You know my feelings on this subject hence my enquiry before going ahead with making it.


----------



## Royzee617 (Sep 10, 2005)

Here is the video. I leave it up to you to decide whether to watch it or not. 

It is a UK local TV report which includes amateur footage of the actual crash.

It pays tribute to a great flyer, Hoof Proudfoot, who will always be missed in the warbird fraternity and audience.

I will also post my video clips of when I saw the P38 arrive some months previous. This was the only time I had ever seen this machine aloft. It was a bad time for plane losses - must have been around then that we lost the UK's Mossie.


----------



## me262 (Sep 10, 2005)

thanks for the video


----------



## me262 (Sep 10, 2005)

it is a shame that we are loosing those irreplassable planes, not to mention the pilot,


----------



## Royzee617 (Sep 10, 2005)

I wholeheartedly agree - at least this was a solo occasion - the Mossie was obviously double tragedy likewise the Firefly at Duxford (or was that a trio?).


----------



## evangilder (Sep 10, 2005)

Hmmm, tragic. Did the inquiry ever determine what happened?


----------



## Nonskimmer (Sep 10, 2005)

Poor guy. 
At least it's a good thing he didn't take out anyone on the ground, but what a shame anyway.


----------



## me262 (Sep 10, 2005)

Nonskimmer said:


> Poor guy.
> At least it's a good thing he didn't take out anyone on the ground, but what a shame anyway.

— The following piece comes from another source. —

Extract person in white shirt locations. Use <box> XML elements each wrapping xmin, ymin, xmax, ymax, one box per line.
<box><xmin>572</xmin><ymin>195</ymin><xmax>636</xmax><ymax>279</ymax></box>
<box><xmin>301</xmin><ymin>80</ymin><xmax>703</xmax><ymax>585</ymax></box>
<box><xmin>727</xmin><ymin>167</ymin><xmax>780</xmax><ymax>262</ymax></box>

yeap. but managed to damage others planes , you can see some of them very damaged


----------



## plan_D (Sep 11, 2005)

Tragic. I suppose you have to expect it to some extent with these ageing aircraft. Even when maintained to perfection, they're old and without replacing every little bit with something new it's going to feel the effects.


----------



## evangilder (Sep 11, 2005)

Even brand new parts occasionally fail too. The only way to make sure they stay intact is to keep them on the ground. But that would suck. The sound of the engines and to see them soar by is an experience.


----------



## Royzee617 (Sep 13, 2005)

While I was near the flightline there was quite a lot of activity - to my utter delight in the distance I could make out a pair of aircraft. At first all I could see was that one was a single engine and one could have been a twin-engine plane. A bit closer and I held my breath. Could it be? Could it really be the P38? A P38 and a Mustang? A bit closer and my hopes were confirmed.... two of Duxford's most exciting residents!

Now you can see what I saw ten years ago.

This is part one where the pair come in for a run and break. Then while the P38 is in the circuit the P51 does a nice aerobatic routine. Poor old me, didn't know what to point the camera at (again!). So I got the P51 zooming up and down while the P38 sneaked in and then had to swop subjects.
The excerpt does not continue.